Ou seja, quando evocamos uma informação já memorizada ou quando temos contato com uma nova informação relacionada à outra já memorizada, aquele padrão anterior de conexão entre neurônios é provocado. Um exemplo básico e elementar: imagine que você recentemente foi mordido por um cachorro, o que teria causado muita dor e algum trauma; ao ver outro cachorro em momento e contexto distinto, terá alguma sensação não muito agradável, podendo corresponder inclusive ao medo ou pânico, mesmo que este outro cachorro não ofereça perigo. O que ocorreu? Aquele padrão de conexão formado na experiência da mordida, ou seja, aquela informação memorizada, foi evocada diante do contato com outra informação semelhante, enquanto provocação à evocação (o novo cachorro).
Outro exemplo básico seria ao estudar determinado conceito ou regra sobre licitações, no âmbito do Direito Administrativo, tendo contato com o princípio da impessoalidade (Direito Constitucional) e, assim sendo, reativar o padrão de conexão decorrente do registro do caput art. 37 da Constituição Federal.

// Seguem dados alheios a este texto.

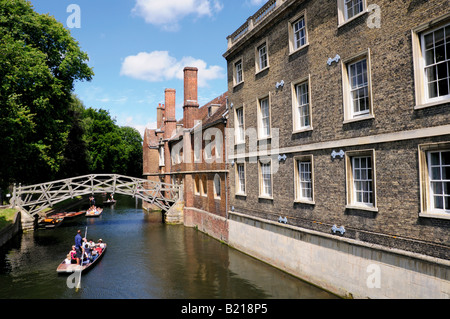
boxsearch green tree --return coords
[120,126,143,177]
[83,108,142,177]
[0,0,94,187]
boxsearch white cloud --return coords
[132,0,223,31]
[120,51,225,87]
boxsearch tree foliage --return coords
[0,0,142,188]
[0,0,93,189]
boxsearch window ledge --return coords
[294,199,316,205]
[345,204,378,213]
[419,212,450,220]
[338,8,369,29]
[255,65,270,75]
[414,99,450,110]
[233,81,244,89]
[343,114,375,124]
[292,126,313,134]
[289,42,309,55]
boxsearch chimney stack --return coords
[164,89,177,139]
[183,67,199,128]
[156,103,164,129]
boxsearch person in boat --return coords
[83,242,92,263]
[69,245,80,265]
[97,238,105,250]
[75,230,83,265]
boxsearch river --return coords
[0,197,335,299]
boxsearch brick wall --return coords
[225,0,450,259]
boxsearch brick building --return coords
[144,67,229,238]
[224,0,450,297]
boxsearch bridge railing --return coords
[11,174,180,216]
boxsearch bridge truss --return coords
[11,174,181,217]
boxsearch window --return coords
[428,150,450,213]
[194,175,200,195]
[348,59,369,116]
[255,40,269,73]
[258,43,268,70]
[352,156,373,206]
[421,24,450,101]
[338,0,367,25]
[258,97,270,139]
[412,14,450,109]
[292,77,312,133]
[288,11,308,53]
[294,156,314,204]
[344,0,364,20]
[234,60,244,85]
[293,18,306,50]
[201,175,208,196]
[236,163,245,195]
[158,145,165,166]
[214,174,220,199]
[259,161,272,198]
[235,107,245,143]
[342,51,373,123]
[194,133,203,163]
[419,142,450,219]
[346,150,377,211]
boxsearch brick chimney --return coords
[183,67,199,128]
[156,103,164,129]
[164,89,177,139]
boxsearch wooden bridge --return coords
[10,174,181,217]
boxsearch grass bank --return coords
[0,208,17,230]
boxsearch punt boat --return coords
[56,244,107,274]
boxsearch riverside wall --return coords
[0,211,22,247]
[184,208,450,299]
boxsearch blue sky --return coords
[30,0,266,134]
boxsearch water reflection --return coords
[0,197,334,299]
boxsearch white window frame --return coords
[411,13,450,109]
[234,105,245,144]
[418,142,450,220]
[288,10,309,54]
[158,145,165,167]
[294,155,315,205]
[257,94,272,140]
[342,49,375,124]
[255,38,270,74]
[213,174,222,199]
[258,160,273,199]
[345,150,378,212]
[200,175,208,197]
[337,0,368,27]
[235,163,247,196]
[194,175,202,196]
[233,57,244,86]
[291,75,313,134]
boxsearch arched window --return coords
[214,174,221,198]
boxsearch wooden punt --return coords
[56,244,107,274]
[86,208,103,217]
[102,199,117,206]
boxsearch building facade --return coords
[144,67,229,239]
[224,0,450,298]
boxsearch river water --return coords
[0,197,335,299]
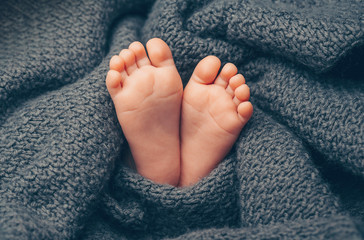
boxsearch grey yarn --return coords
[0,0,364,240]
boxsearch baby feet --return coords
[106,38,253,186]
[106,38,183,185]
[179,56,253,186]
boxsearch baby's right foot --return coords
[179,56,253,186]
[106,38,183,185]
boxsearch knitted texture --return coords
[0,0,364,239]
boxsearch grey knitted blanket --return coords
[0,0,364,240]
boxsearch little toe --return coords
[109,55,124,72]
[215,63,238,88]
[106,70,123,98]
[238,101,253,125]
[233,84,250,106]
[191,56,221,84]
[129,42,151,67]
[119,49,137,75]
[226,73,245,97]
[147,38,175,67]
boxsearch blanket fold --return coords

E como podemos trabalhar esta idéia na preparação para concursos públicos? Bem, a primeira intenção é que você possa construir estratégias de aprendizagem a partir da presente compreensão. E neste sentido, não deixe de manifestar as suas sugestões e idéias em forma de comentário ao final do texto.
Mas uma primeira sugestão seria de não perder a oportunidade de resgatar e associar informações já armazenadas ao avançar nos estudos, inclusive envolvendo matérias distintas. Um exemplo de uma estratégia que adoto em sala de aula consiste em, ao abordar o Direito Coletivo do Trabalho, na parte de contribuições devidas às entidades sindicais, tratando especificamente da contribuição sindical stritu sensu, procuro rever as espécies tributárias (Direito Tributário), inclusive como condição para a compreensão da natureza jurídica da contribuição sindical, e demonstrando a impropriedade do conceito de “imposto sindical”.

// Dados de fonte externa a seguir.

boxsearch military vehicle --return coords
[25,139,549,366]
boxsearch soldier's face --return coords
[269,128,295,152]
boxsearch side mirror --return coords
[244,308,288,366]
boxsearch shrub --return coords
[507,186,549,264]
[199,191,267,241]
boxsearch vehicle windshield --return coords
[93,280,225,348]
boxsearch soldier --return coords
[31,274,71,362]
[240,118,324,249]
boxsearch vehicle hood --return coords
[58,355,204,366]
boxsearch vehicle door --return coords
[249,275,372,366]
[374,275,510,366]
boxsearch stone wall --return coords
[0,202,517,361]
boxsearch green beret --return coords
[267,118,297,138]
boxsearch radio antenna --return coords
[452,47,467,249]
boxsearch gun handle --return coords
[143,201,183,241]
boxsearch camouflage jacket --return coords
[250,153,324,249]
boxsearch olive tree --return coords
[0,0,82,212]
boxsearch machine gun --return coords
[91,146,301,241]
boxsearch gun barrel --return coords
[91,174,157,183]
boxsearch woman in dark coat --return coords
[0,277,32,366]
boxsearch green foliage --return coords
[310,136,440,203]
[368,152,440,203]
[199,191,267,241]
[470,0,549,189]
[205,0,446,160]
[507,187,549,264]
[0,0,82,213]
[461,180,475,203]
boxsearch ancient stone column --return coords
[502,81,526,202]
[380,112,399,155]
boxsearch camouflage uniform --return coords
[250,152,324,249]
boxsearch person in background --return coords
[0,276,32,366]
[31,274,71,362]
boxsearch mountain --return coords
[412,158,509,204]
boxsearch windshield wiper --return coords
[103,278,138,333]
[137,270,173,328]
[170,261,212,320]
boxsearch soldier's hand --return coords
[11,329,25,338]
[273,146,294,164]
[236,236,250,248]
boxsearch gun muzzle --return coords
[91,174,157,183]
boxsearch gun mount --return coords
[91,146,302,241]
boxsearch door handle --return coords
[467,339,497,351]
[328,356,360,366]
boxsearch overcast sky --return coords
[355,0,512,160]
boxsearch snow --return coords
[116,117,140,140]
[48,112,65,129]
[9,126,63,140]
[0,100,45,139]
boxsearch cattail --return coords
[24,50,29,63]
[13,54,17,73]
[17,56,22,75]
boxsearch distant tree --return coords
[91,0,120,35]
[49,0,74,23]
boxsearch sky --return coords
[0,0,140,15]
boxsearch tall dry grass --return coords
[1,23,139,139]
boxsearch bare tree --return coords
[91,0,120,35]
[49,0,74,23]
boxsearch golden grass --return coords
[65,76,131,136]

Outra idéia seria quanto à realização de provas. Conforme proposto no texto sobre Estratégia de Realização de Provas, se após resolver todas as questões que conta com precisão e algum nível de certeza, deixando de lado aquelas que não dispõe intelectualmente da informação, pode ser eficiente fazer uma rápida classificação temática (destas questões separadas) e tentar resolver tais questões pendentes por bloco de temas. Outra possibilidade seria repassar as questões resolvidas envolvendo o mesmo tema daquelas questões pendentes.
Naturalmente que isto precisa ser avaliado conforme as condições da prova, principalmente em termos de tempo. Porém, em tese, conforme a lógica da memória associativa, se aquela informação que precisamos evocar já foi estudada em algum momento – e não conseguimos evocá-la, o contato com outras informações associadas pode ajudar a provocar o resgate daquele determinado padrão de conexão neurológica que precisamos resgatar.

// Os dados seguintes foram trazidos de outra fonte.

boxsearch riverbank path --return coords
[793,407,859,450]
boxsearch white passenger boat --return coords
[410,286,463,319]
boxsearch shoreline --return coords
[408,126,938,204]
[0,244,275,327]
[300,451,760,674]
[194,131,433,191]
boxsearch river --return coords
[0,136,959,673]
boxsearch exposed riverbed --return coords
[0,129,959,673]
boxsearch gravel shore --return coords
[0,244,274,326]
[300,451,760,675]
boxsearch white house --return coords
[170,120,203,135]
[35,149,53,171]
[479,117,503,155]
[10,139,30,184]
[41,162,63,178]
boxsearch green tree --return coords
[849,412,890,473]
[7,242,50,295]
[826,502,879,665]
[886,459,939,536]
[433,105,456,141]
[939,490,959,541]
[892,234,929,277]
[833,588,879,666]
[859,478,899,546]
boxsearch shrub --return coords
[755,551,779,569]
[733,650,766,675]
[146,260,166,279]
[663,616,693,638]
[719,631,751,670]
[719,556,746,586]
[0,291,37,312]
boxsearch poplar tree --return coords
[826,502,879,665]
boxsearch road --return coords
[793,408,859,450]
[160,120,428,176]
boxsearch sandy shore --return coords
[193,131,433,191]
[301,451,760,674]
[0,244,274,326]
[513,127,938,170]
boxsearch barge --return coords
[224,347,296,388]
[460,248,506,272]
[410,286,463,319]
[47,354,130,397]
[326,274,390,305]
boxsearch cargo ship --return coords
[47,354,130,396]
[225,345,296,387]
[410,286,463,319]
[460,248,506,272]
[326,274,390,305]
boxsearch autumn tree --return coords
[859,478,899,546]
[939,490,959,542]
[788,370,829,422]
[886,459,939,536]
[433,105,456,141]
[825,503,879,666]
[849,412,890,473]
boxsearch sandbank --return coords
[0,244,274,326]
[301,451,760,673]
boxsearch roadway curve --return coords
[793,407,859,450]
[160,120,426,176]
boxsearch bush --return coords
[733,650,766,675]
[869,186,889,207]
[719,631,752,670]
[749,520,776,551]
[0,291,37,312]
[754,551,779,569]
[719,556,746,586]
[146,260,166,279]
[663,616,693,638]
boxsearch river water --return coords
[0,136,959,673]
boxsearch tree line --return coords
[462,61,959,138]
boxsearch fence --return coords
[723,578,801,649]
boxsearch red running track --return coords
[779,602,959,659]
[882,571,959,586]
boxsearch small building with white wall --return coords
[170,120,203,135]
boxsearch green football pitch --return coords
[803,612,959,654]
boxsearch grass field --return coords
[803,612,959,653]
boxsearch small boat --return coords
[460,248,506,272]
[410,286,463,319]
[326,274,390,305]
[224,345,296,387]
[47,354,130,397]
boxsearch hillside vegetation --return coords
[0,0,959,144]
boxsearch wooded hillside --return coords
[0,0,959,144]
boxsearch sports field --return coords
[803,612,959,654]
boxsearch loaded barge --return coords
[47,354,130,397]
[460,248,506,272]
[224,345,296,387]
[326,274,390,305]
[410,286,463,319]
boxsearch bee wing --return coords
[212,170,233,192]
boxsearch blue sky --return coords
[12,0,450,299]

Independente destas ponderações e sugestões, seguramente você pode construir outras estratégias com base na lógica associativa da memória, tanto para os estudos, quanto para a realização das provas.
O fundamental, principalmente para quem vem se mobilizando nos estudos para o êxito em concursos públicos e exames, consiste na compreensão das nossas habilidades e funcionalidades cognitivas, de modo a otimizar e buscar eficiência dos nossos esforços, voltados à conquista dos almejados resultados!